C. Then government and industry need to offer a menu of market incentives that will induce organizations with varying business plans to deploy adequate cyber security. In March 2011, an unprecedented group of US industry associations and civil liberties interests released a comprehensive white paper on cyber security that articulates a specific path toward a more secure system.
The paper, which tracks the organization and issues raised in President Obama’s Cyberspace Policy Review (CSPR), is remarkable as much for the detail of its recommendations as the breadth of its authorship, which includes organizations empowered by their thousands of corporate members to represent the interests of users, providers, and the owners and operators of the Internet.
The paper states:
One of the most immediate, pragmatic, and effective steps that the government could take to improve [the US’s] cyber security would be to implement the recommendations made in the CSPR to explore incentives, such as liability considerations, indemnification, and tax incentives.

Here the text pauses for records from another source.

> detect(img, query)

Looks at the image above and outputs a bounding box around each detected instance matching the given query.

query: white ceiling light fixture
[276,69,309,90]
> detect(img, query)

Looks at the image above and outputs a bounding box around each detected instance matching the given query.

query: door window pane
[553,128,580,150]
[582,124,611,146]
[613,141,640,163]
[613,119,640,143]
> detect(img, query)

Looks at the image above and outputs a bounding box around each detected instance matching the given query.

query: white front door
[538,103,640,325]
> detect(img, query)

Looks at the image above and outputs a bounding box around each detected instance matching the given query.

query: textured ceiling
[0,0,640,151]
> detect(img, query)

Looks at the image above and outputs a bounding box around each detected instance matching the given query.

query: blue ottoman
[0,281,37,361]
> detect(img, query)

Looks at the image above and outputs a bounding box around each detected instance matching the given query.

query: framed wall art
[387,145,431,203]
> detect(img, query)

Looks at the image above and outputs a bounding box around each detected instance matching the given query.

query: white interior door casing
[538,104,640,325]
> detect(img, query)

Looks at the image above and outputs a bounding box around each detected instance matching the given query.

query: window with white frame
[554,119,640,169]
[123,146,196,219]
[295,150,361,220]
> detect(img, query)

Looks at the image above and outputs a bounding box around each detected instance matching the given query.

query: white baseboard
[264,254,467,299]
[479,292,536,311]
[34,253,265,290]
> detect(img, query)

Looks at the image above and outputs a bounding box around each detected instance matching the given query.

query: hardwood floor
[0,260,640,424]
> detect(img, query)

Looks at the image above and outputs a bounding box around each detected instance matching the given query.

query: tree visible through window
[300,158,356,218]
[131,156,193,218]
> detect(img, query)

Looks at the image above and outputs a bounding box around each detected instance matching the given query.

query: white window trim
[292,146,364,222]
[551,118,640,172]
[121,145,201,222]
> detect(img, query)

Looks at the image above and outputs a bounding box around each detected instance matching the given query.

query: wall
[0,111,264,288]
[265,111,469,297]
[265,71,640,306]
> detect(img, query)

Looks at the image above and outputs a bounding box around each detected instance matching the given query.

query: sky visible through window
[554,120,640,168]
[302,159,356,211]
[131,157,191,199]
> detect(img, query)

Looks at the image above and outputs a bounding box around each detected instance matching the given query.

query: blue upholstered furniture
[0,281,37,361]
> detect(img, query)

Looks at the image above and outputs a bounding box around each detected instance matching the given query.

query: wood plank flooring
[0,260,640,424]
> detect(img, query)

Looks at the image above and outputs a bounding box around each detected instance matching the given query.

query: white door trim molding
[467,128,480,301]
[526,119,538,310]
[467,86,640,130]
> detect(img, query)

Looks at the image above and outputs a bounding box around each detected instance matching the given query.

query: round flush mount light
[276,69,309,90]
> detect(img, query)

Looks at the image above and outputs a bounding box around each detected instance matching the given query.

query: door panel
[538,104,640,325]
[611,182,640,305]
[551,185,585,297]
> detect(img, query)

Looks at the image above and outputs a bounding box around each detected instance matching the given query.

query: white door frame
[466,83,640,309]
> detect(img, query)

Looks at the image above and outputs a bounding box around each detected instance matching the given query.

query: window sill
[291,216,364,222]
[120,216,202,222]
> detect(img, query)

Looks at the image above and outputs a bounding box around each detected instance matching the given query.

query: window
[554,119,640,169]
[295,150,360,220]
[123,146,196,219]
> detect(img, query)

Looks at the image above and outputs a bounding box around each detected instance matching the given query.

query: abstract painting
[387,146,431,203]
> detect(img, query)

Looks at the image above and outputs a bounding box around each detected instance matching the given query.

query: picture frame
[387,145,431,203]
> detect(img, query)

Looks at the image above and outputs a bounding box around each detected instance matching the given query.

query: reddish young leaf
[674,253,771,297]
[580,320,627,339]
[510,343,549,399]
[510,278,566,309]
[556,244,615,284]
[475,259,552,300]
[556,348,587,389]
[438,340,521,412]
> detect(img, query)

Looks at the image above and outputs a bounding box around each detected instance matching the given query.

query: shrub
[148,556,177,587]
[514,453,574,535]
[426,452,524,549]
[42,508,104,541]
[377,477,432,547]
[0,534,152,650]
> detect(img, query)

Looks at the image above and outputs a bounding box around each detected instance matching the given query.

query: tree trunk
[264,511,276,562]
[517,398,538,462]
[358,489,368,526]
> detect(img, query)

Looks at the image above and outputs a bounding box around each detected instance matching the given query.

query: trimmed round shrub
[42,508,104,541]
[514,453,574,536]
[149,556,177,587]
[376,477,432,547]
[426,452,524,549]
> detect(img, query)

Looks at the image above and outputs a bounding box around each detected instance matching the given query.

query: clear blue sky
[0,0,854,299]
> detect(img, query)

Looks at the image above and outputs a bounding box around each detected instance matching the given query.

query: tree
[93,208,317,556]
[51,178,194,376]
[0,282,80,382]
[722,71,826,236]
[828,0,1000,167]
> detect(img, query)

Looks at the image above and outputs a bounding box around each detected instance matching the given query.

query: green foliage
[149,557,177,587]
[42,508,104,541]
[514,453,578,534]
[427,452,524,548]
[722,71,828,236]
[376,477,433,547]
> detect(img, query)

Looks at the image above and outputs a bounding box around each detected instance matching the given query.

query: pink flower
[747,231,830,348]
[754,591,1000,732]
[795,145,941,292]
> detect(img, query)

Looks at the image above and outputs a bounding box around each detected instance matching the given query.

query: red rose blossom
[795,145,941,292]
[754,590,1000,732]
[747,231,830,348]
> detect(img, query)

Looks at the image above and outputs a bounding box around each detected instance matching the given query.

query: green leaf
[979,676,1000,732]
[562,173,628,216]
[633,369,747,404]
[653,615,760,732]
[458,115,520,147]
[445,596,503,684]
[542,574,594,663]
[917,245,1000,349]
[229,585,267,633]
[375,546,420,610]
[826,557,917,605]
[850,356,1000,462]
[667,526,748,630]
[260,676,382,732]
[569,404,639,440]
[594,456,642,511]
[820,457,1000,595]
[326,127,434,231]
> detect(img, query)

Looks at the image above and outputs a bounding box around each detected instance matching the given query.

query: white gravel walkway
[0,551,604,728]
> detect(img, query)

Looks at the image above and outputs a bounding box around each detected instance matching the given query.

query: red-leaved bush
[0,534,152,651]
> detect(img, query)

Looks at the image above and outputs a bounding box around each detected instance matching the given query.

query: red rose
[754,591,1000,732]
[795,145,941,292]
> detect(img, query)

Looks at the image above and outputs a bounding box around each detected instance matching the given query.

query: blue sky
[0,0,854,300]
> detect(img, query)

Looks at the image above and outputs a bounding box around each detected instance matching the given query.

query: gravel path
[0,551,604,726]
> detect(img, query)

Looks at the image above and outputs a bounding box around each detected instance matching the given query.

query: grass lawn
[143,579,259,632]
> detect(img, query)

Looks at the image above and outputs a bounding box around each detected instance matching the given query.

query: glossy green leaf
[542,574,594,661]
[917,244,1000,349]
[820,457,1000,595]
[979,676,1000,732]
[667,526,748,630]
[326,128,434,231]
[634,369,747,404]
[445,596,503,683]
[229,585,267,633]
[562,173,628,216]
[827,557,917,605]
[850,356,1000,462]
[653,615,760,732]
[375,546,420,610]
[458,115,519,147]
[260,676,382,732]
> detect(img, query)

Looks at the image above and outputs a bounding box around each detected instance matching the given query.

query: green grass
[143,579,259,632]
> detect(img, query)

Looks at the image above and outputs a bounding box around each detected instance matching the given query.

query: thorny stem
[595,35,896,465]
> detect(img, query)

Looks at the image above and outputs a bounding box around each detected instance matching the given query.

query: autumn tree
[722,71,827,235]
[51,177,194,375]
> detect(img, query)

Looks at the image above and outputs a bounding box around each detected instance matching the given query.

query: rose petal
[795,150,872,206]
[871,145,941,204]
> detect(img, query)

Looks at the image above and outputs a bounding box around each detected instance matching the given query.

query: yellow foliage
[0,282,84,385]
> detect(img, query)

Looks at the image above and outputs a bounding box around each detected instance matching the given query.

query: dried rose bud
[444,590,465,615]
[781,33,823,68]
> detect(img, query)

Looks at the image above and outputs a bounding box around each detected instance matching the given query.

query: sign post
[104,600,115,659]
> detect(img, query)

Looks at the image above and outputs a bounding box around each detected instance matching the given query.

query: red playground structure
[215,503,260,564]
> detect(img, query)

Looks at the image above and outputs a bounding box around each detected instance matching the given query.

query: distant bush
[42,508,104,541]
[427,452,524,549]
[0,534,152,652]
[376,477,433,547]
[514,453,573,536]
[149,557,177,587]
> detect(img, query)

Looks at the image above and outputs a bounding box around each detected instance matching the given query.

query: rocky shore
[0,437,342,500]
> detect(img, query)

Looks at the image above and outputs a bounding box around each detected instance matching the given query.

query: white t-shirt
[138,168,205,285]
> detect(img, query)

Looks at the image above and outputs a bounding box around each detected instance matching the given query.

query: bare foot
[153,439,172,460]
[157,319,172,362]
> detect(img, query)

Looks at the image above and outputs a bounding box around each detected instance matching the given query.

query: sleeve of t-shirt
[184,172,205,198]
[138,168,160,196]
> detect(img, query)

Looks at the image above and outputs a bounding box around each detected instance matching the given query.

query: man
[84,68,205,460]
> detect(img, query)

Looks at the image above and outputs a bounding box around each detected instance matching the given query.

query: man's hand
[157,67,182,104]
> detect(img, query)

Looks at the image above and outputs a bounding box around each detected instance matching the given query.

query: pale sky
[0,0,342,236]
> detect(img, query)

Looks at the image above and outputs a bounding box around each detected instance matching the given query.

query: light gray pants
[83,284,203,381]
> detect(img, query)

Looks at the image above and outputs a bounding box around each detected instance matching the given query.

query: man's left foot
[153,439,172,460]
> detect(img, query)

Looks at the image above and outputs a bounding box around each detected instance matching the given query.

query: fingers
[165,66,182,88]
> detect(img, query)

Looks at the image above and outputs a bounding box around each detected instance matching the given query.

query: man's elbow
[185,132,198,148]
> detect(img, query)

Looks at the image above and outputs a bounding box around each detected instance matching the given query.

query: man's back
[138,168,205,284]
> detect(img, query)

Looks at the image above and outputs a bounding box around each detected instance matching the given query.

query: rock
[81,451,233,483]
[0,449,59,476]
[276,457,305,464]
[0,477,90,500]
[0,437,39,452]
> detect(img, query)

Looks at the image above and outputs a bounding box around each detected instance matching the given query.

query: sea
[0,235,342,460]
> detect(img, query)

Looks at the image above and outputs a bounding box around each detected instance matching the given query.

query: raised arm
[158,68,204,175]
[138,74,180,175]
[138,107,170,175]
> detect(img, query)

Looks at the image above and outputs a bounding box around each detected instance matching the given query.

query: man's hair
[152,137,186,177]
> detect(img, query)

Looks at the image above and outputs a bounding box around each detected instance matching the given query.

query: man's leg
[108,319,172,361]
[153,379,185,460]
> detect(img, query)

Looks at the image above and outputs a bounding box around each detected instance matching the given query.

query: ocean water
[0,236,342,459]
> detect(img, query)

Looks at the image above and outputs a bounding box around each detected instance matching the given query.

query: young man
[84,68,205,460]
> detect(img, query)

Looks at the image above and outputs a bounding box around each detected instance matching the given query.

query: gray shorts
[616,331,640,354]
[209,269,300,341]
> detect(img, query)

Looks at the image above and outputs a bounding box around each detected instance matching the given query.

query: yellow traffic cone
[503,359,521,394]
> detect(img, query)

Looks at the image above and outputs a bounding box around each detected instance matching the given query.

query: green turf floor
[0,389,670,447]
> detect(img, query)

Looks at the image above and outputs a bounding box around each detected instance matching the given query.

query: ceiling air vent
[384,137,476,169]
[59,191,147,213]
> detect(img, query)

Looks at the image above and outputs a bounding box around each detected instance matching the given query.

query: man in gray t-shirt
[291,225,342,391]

Specifically, it recommends:
Working through the NIPP framework, government and industry must develop a menu of market incentives that government can put in place to motivate companies to voluntarily adopt additional security practices and technology investments. The incentives must be powerful enough to affect behavior without being so burdensome as to curtail US investment, innovation, and job creation. Up to now, the emerging field of cyber security has been construed too
narrowly as an IT issue. A more robust analysis of the field would be facilitated by developing a set of logical principles that interconnect economic, strategic, and technical issues of cyber security.
In this article, I have offered seven such syllogisms, which suggest that government and industry need to engage in a 21st-century social contract to create a sustainable system of cyber security.